You are viewing a plain text version of this content. The canonical link for it is here.

Posted to dev@mahout.apache.org by Karl Wettin <ka...@gmail.com> on 2008/04/18 22:29:45 UTC

Thread safety

I suppose nothing has to be thread safe, right?



     karl

Re: Maven

Posted by Isabel Drost <ap...@isabel-drost.de>.

On Saturday 19 April 2008, Karl Wettin wrote:
> I.e. create a module call core and mode all the code there.

+1 from me.

-- 
Strategy:	A long-range plan whose merit cannot be evaluated until sometime	
after those creating it have left the organization.
  |\      _,,,---,,_       Web:   <http://www.isabel-drost.de>
  /,`.-'`'    -.  ;-;;,_
 |,4-  ) )-,_..;\ (  `'-'
'---''(_/--'  `-'\_) (fL)  IM:  <xm...@spaceboyz.net>

Re: Maven

Posted by Sean Owen <sr...@gmail.com>.

FWIW I am feeling a +1 on this. It feels like a decent bit of
future-proofing of our directory structure.

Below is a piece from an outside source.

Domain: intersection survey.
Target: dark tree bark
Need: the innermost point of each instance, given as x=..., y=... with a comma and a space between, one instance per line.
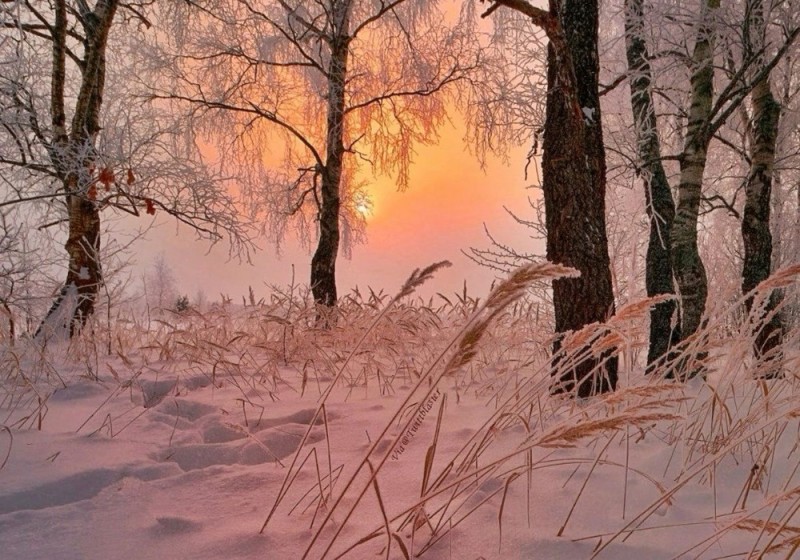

On Fri, Apr 18, 2008 at 7:25 PM, Karl Wettin <ka...@gmail.com> wrote:
>  Nothing at all. I just want to:
>
>  svn co http://svn.../trunk trunk
>  cd trunk
>  mkdir core
>  svn mv * core
>  svn commit
>
>  I.e. create a module call core and mode all the code there.
>
>  Future modules would then be placed in trunk root just as core, not as some
> sub directory of the core.
>
>  I just want to support Maveners like my self the use it to set up the
> development environment. It is very handy when if you like me create a new
> copy of the trunk for each patch you work on.
>
>  Official build, test, et c would still be Ant. Some root build.xml would
> have to be produced the day a second module is added.

Re: Maven

Posted by Karl Wettin <ka...@gmail.com>.

> I.e. create a module call core and mode all the code there.
>

I'm glad you're all cool with this.

I'll soon execute:

> svn mkdir https://svn.apache.org/repos/asf/lucene/mahout/trunk/core -m "MAHOUT-17, Use Maven project file system"
> svn mv https://svn.apache.org/repos/asf/lucene/mahout/trunk/build.xml https://svn.apache.org/repos/asf/lucene/mahout/trunk/core -m "MAHOUT-17, Use Maven project file system"
> svn mv https://svn.apache.org/repos/asf/lucene/mahout/trunk/src https://svn.apache.org/repos/asf/lucene/mahout/trunk/core -m "MAHOUT-17, Use Maven project file system"
> svn mv https://svn.apache.org/repos/asf/lucene/mahout/trunk/lib https://svn.apache.org/repos/asf/lucene/mahout/trunk/core -m "MAHOUT-17, Use Maven project file system"




         karl

Re: Maven

Posted by Karl Wettin <ka...@gmail.com>.

Sean Owen skrev:
> (What can I do to prepare? I think my stuff is laid out very very
> standardly and I have a Maven pom.xml even, which I can bring forward.
> I always thought Maven was a small pain to maintain, but, that's
> because I wasn't using it myself and getting value.)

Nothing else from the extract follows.